Israel wants Russia, which has close ties with Iran, to increase pressure on Tehran over its nuclear program. Moscow has supported limited UN sanctions on Iran, but opposed efforts by the US and others to impose tougher measures.
"President Medvedev told me that Russia will not support an Iranian nuclear bomb under all circumstances," Peres said. "But he also mentioned that the Russian appreciation of what's taking place in Iran is different from the American one."
Russian officials confirmed in March that a contract for the S-300 missiles had been signed with Iran two years ago, but a top Russian defense official said in April that no deliveries had been made yet.
Peres also said Wednesday that Iran's efforts to develop advanced missiles strained ties between Washington and Moscow.
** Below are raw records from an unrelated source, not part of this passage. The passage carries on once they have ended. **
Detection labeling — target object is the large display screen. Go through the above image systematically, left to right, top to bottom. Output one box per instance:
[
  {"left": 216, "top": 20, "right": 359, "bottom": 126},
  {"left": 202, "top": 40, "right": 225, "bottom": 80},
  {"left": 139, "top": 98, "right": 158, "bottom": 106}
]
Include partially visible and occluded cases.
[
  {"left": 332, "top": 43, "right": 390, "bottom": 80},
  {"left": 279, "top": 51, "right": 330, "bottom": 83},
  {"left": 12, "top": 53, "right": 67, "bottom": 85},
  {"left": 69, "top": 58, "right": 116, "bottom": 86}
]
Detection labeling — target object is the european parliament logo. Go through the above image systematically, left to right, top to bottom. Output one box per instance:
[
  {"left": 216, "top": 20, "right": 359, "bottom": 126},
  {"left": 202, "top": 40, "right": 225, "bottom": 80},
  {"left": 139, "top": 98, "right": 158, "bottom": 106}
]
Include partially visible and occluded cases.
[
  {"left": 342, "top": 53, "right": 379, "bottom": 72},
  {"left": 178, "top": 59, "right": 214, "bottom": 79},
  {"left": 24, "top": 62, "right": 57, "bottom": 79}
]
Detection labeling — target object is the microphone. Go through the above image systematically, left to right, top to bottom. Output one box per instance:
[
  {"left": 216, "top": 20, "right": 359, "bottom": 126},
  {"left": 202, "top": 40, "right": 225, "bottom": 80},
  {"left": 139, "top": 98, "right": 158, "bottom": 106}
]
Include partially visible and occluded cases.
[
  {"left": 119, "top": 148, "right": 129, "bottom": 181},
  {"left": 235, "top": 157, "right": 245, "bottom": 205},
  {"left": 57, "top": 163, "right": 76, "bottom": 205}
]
In May, Iran test-fired a new missile with a range of about 1,200 miles (1,900 kilometers) - far enough to strike Israel, southeastern Europe and US bases in the Middle East.
"If it wasn't for Iranian missiles, maybe one of the thorny questions between Russia and the US will disappear - the bases that the United States is building in Poland and the Czech (Republic)," Peres said in a reference to the previous US administration's plans to build missile defense sites in Eastern Europe.
Russia has strongly opposed the US plans as a threat to its security, dismissing Washington's claims that the missile defense system is aimed at countering a threat from Iran.